על החלומות, ספר א ג׳On Dreams, Book I 3

א׳
1[14] Enough on these points. The next thing to inquire is why, when four wells are dug by Abraham and Isaac and those about them (Gen. 21:25, 26:19–23), the fourth and last received as its name “Oath.”
ב׳
2[15] Probably Moses wishes to shew us allegorically that while both the constituents of which the universe is composed, and those from which we ourselves were moulded and so fashioned into human shape, are four in number, three of them are such as can in one way or another be apprehended, but the fourth is universally held to be beyond our powers of apprehension.
ג׳
3[16] In the world, then, we find the constituents that make up the whole to be four, earth, water, air, heaven. To three of these properties have been allotted, the discovery of which may be difficult, but is not wholly impossible.
ד׳
4[17] For, as regards earth, we perceive that it is a body, heavy, indissoluble, firm, cut up into mountain-ranges and level plains, divided by rivers and sea, so that parts of it are islands, part continents; that some of it has a light thin soil, some of it a deep soil; some of it rough, stiff, stony, and altogether barren, some level and soft and very fertile. These and a thousand other points we apprehend.
ה׳
5[18] As to water again, we perceive that it has several of the properties just enumerated in common with land, and others peculiar to itself; for some of it is sweet, some brackish, other parts marked by other differences; some water is fit to drink, other water unfit. We know too it has not either of these properties alike for all; one kind of water is drinkable by some but not by others, and what is undrinkable by some is quite drinkable by others; and that some is by nature cold, some by nature hot:
ו׳
6[19] for there are a thousand springs, in many places giving forth boiling water, and that not only on land, but in the sea.
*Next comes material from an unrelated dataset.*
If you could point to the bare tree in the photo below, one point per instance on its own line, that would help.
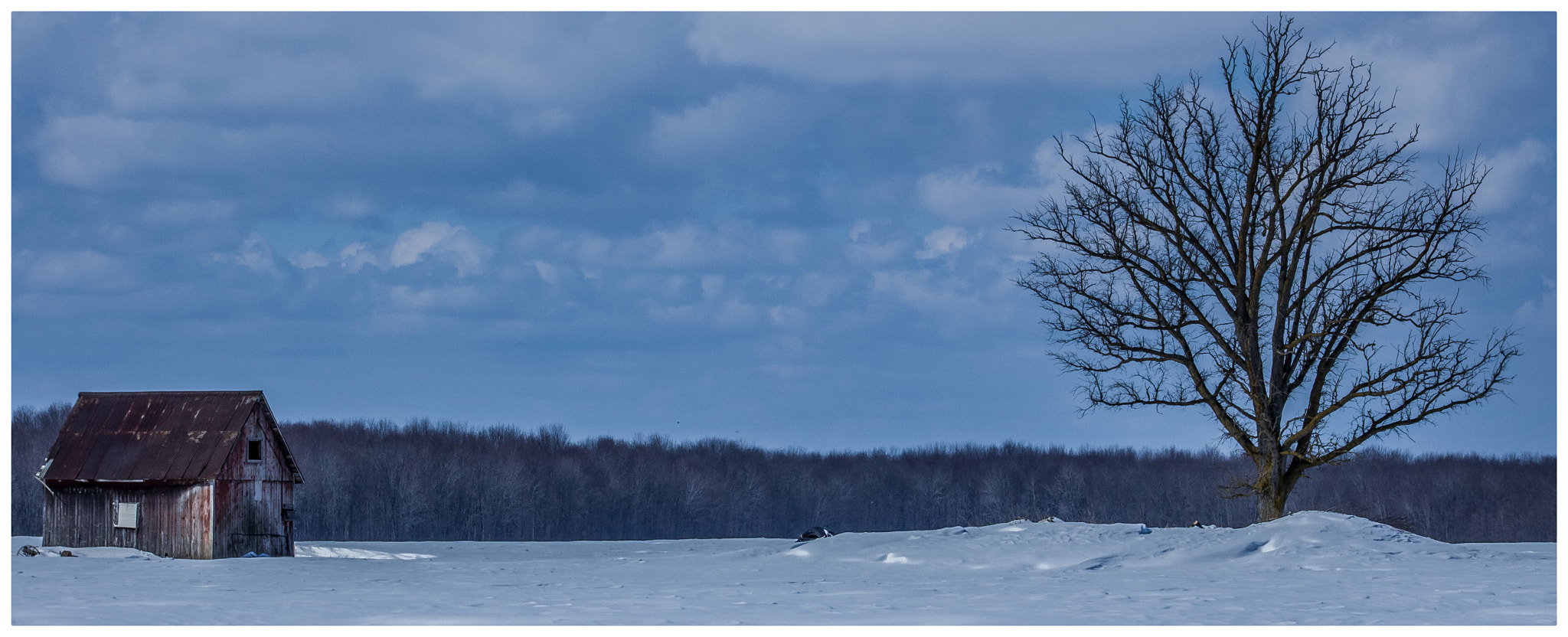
(1264, 256)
Yes, there have before now appeared veins emitting boiling water in mid ocean, which all the force of the surrounding seas pouring over them from time immemorial has been powerless to quench or even in any measure to check.
ז׳
7[20] Again we perceive that the air has a nature which gives way to the pressure of the objects around it; that it is the instrument of life, of breathing, of sight, hearing and the other senses; that it admits of density and rarity, of motion and stillness, that it undergoes all kinds of change; that it is the source of winter and summer, and of the autumn and spring seasons, that is, of the constituent parts that fix the limits of the year’s cycle.